Surfactant proteins in pulmonary alveolar proteinosis in adults

F. Brasch1,2, J. Birzele1, M. Ochs2, S.H. Guttentag3, O.D. Schoch4, A. Boehler5, M.F. Beers6, K.M. Müller1, S. Hawgood7 and G. Johnen8

1 Institute of Pathology, University Hospital "Bergmannsheil", and 8 Institute of Occupational Medicine, Ruhr University, Bochum, and 2 Division of Electron Microscopy, Dept of Anatomy, University of Göttingen, Göttingen, Germany. 3 Division of Neonatology, Dept of Paediatrics, and 6 Pulmonary and Critical Care Division, Dept of Medicine, University of Pennsylvania School of Medicine, Philadelphia, PA, and 7 Dept of Paediatrics and Cardiovascular Research Institute, University of California San Francisco, San Francisco, CA, USA. 4 Division of Pulmonary Medicine, Cantonal Hospital, St. Gallen, and 5 Division of Pulmonary Medicine and Lung Transplant Program, University Hospital, Zürich, Switzerland

CORRESPONDENCE: F. Brasch, Institute of Pathology, University Hospital "Bergmannsheil", Buerkle-de-la-Camp Platz 1, D-44789, Bochum, Germany. Fax: 49 2343026671. E-mail: Frank.E.Brasch@ruhr-uni-bochum.de

Keywords: Precursors of surfactant protein B, pulmonary alveolar proteinosis, surfactant

Received: July 3, 2003
Accepted May 3, 2004

This study was partially supported by NIH P01-19737 (M.F. Beers) and NIH HL-59959 (S.H. Guttentag).

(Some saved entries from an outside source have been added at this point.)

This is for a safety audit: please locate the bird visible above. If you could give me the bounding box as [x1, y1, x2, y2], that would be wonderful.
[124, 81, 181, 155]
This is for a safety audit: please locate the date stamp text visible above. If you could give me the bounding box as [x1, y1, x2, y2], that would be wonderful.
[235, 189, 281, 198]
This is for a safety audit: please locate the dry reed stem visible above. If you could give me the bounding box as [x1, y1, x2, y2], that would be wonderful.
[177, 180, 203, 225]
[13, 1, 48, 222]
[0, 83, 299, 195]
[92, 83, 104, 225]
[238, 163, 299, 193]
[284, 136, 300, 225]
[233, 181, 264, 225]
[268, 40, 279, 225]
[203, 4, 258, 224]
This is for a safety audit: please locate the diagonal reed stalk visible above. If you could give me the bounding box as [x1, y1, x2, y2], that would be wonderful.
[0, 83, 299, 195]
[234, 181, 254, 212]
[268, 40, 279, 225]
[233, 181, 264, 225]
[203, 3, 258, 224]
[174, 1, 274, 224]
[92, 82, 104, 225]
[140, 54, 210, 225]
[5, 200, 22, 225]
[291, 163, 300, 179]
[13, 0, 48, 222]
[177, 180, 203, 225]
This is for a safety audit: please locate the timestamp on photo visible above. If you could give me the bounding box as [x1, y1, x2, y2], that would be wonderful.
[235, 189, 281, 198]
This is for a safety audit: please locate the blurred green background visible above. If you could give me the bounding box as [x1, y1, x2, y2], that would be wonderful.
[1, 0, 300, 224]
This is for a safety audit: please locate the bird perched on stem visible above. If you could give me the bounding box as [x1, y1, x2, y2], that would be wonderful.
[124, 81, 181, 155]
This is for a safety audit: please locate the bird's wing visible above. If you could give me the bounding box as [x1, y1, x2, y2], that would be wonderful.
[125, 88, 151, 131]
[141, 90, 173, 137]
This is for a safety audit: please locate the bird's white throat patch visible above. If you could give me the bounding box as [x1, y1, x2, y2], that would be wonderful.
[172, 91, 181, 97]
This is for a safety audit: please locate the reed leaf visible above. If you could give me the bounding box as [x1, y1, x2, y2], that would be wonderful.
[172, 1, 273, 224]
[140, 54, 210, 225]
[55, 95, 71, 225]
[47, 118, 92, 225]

Pulmonary alveolar proteinosis (PAP) is a rare disorder characterised histologically by an intra-alveolar accumulation of fine granular eosinophilic and periodic acid-Schiff positive material.

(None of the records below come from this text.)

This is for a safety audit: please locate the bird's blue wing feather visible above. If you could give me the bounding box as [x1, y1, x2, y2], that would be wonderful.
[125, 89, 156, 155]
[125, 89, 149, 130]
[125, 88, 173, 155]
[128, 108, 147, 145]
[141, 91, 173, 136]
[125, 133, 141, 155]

In a retrospective study, the composition of the intra-alveolarly accumulated material of adult patients with PAP was analysed by means of immunohistochemistry and Western blotting.

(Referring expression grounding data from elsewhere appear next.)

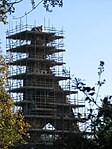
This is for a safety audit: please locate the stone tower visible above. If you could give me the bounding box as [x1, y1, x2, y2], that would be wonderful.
[6, 25, 84, 148]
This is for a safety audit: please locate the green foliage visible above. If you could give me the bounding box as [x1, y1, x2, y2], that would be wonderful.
[0, 55, 30, 149]
[94, 96, 112, 149]
[0, 0, 63, 24]
[73, 61, 112, 149]
[43, 0, 63, 12]
[0, 0, 22, 24]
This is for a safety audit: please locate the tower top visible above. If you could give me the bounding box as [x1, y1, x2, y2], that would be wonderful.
[31, 25, 44, 32]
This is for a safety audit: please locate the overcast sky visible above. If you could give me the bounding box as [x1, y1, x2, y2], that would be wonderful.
[1, 0, 112, 98]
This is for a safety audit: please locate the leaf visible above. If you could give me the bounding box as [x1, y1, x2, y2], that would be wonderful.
[0, 55, 30, 148]
[85, 97, 90, 101]
[89, 92, 95, 96]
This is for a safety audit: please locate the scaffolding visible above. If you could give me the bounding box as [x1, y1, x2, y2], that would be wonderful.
[6, 24, 85, 148]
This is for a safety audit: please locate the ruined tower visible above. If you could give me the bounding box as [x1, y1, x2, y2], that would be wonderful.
[6, 25, 84, 148]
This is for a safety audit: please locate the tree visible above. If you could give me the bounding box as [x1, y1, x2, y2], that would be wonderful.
[0, 0, 22, 24]
[94, 96, 112, 149]
[73, 61, 112, 149]
[0, 0, 63, 24]
[0, 55, 30, 149]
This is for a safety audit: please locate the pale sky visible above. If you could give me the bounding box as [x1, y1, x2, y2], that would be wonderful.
[1, 0, 112, 98]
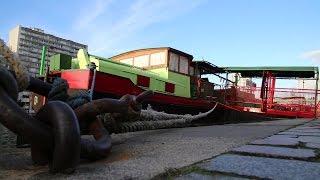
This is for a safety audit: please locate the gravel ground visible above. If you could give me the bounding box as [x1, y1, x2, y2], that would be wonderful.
[0, 119, 310, 179]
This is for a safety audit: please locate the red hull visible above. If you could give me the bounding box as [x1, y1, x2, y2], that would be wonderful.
[60, 70, 237, 113]
[60, 70, 315, 118]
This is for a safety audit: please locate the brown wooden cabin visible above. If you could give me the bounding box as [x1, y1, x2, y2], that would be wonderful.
[111, 47, 225, 101]
[110, 47, 196, 76]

In patients with PAP, the current authors found an intra-alveolar accumulation of surfactant protein (SP)-A, precursors of SP-B, SP-B, variable amounts of mono-, di-, and oligomeric SP-C forms, as well as SP-D. Only in one patient was a precursor of SP-C detected. By means of immuno-electron microscopy, the current authors identified not only transport vesicles labelled for precursors of SP-B and SP-C, but also transport vesicles containing either precursors of SP-B or SP-C in type-II pneumocytes in normal human lungs.

It is concluded that pulmonary alveolar proteinosis in adults is characterised by an intra-alveolar accumulation of surfactant protein A, precursors of surfactant protein B, and surfactant proteins B, C and D. The current data provide evidence that not only an impairment of surfactant clearance by alveolar macrophages, but also an abnormal secretion of transport vesicles containing precursors of surfactant protein B (but not surfactant protein C) and an insufficient palmitoylation of surfactant protein C, which may lead to the formation of di- and oligomeric surfactant protein C forms, play a role in the pathogenesis of pulmonary alveolar proteinosis.